InternBootcamp/internbootcamp/bootcamp/dcompletetripartite/dcompletetripartite.py

"""# 

### 谜题描述
You have a simple undirected graph consisting of n vertices and m edges. The graph doesn't contain self-loops, there is at most one edge between a pair of vertices. The given graph can be disconnected.

Let's make a definition.

Let v_1 and v_2 be two some nonempty subsets of vertices that do not intersect. Let f(v_{1}, v_{2}) be true if and only if all the conditions are satisfied:

  1. There are no edges with both endpoints in vertex set v_1. 
  2. There are no edges with both endpoints in vertex set v_2. 
  3. For every two vertices x and y such that x is in v_1 and y is in v_2, there is an edge between x and y. 



Create three vertex sets (v_{1}, v_{2}, v_{3}) which satisfy the conditions below;

  1. All vertex sets should not be empty. 
  2. Each vertex should be assigned to only one vertex set. 
  3. f(v_{1}, v_{2}), f(v_{2}, v_{3}), f(v_{3}, v_{1}) are all true. 



Is it possible to create such three vertex sets? If it's possible, print matching vertex set for each vertex.

Input

The first line contains two integers n and m (3 ≤ n ≤ 10^{5}, 0 ≤ m ≤ min(3 ⋅ 10^{5}, (n(n-1))/(2))) — the number of vertices and edges in the graph.

The i-th of the next m lines contains two integers a_{i} and b_{i} (1 ≤ a_{i} < b_{i} ≤ n) — it means there is an edge between a_{i} and b_{i}. The graph doesn't contain self-loops, there is at most one edge between a pair of vertices. The given graph can be disconnected.

Output

If the answer exists, print n integers. i-th integer means the vertex set number (from 1 to 3) of i-th vertex. Otherwise, print -1.

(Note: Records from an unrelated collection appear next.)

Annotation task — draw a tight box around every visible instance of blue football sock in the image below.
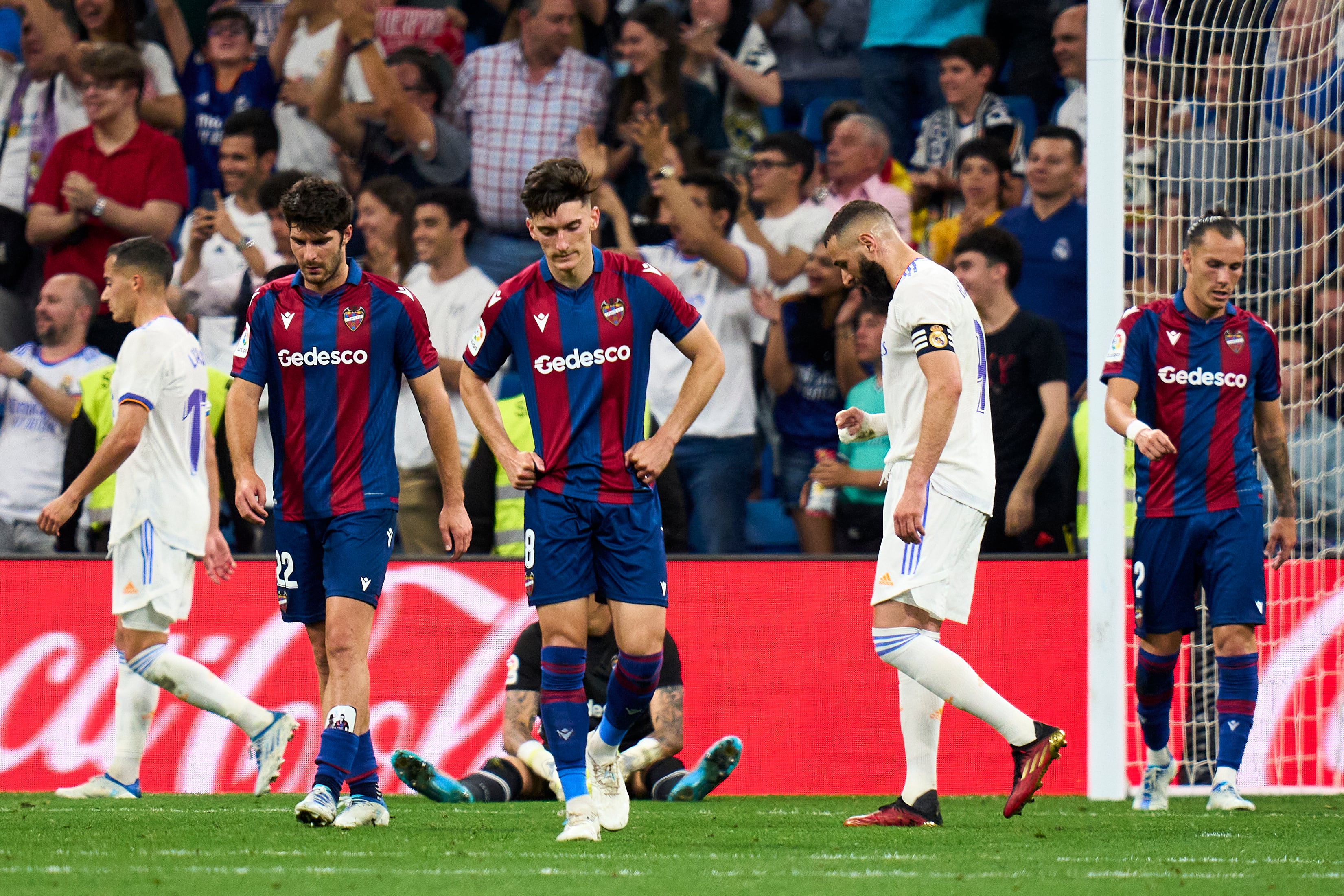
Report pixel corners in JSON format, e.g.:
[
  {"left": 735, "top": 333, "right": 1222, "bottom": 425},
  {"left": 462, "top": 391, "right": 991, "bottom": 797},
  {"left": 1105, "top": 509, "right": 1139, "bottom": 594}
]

If there are multiple answers, print any.

Examples

Input


6 11
1 2
1 3
1 4
1 5
1 6
2 4
2 5
2 6
3 4
3 5
3 6


Output


1 2 2 3 3 3 

Input


4 6
1 2
1 3
1 4
2 3
2 4
3 4


Output


-1

Note

In the first example, if v_{1} = \{ 1 \}, v_{2} = \{ 2, 3 \}, and v_{3} = \{ 4, 5, 6 \} then vertex sets will satisfy all conditions. But you can assign vertices to vertex sets in a different way; Other answers like \"2 3 3 1 1 1\" will be accepted as well.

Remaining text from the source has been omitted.